Seguono le sale dedicate agli artisti dell’Arte Povera, in cui sono presentate opere di Pierpaolo Calzolari, Luciano Fabro, Mario e Marisa Merz, Giulio Paolini, Michelangelo Pistoletto, Gilberto Zorio e la mostra personale di Jannis Kounellis con cui, nel 1969, Amelio inaugurò la nuova sede della galleria in Piazza dei Martiri. Seguono le opere e i documenti dedicati alla “Nuova Creatività nel Mezzogiorno” (1980): Vito Acconci, Lea Lublin, Charlemagne Palestine, Gruppo XX, Falso Movimento e Teatro Studio di Caserta, le ricerche concettuali (opere su carta di James Lee Byars, opere di Daniel Buren e Dan Graham), fino alle sale dedicate alla Pop Art di Andy Warhol e alla “scultura sociale” di Joseph Beuys (Fate Presto, 1982, di Warhol – ispirato alla copertina del “Mattino” del 26 novembre 1980 – e Terremoto in Palazzo, 1981, di Beuys).

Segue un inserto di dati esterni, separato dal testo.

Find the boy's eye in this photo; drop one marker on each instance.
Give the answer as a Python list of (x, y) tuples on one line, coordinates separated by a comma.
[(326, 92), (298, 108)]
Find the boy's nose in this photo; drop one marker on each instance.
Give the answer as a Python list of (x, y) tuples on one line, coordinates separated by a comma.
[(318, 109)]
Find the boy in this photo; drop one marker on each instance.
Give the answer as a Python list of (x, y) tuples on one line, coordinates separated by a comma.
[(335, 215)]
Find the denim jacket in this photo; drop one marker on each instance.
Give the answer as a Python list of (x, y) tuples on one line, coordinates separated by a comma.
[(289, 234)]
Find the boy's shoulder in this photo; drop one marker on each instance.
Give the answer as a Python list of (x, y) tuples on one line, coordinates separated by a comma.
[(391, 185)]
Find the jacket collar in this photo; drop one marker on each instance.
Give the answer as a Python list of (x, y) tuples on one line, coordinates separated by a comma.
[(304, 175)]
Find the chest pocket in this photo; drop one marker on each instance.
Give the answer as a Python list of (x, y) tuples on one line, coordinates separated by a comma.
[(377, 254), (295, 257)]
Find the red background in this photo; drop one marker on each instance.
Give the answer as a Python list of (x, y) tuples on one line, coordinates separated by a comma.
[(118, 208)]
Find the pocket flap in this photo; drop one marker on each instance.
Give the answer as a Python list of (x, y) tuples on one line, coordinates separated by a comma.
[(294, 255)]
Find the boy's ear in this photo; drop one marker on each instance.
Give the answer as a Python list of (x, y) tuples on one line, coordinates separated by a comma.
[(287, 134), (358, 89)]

La seconda parte del percorso espositivo è dedicata agli anni ’80 ed esibisce opere di artisti quali Francesco Clemente, Mimmo Paladino, Nicola De Maria, di Nino Longobardi, Luigi Ontani, Ernesto Tatafiore, accanto alle opere di Tony Cragg, Robert Rauschenberg, Gerard Richter e Cy Twombly. Chiude il percorso espositivo al terzo piano una selezione di opere fotografiche e filmiche di Bernd e Hilla Becher, Fabio Donato, General Idea, Gilbert & George, David Hockney, Mimmo Jodice, Wilhem Von Gloeden e un’ampia sala di documentazione che comprende il ritratto di Amelio di Mario Schifano.

 

Nella foto: Andy Warhol, “Lucio Amelio”, fotografia colorata e serigrafata, 1975.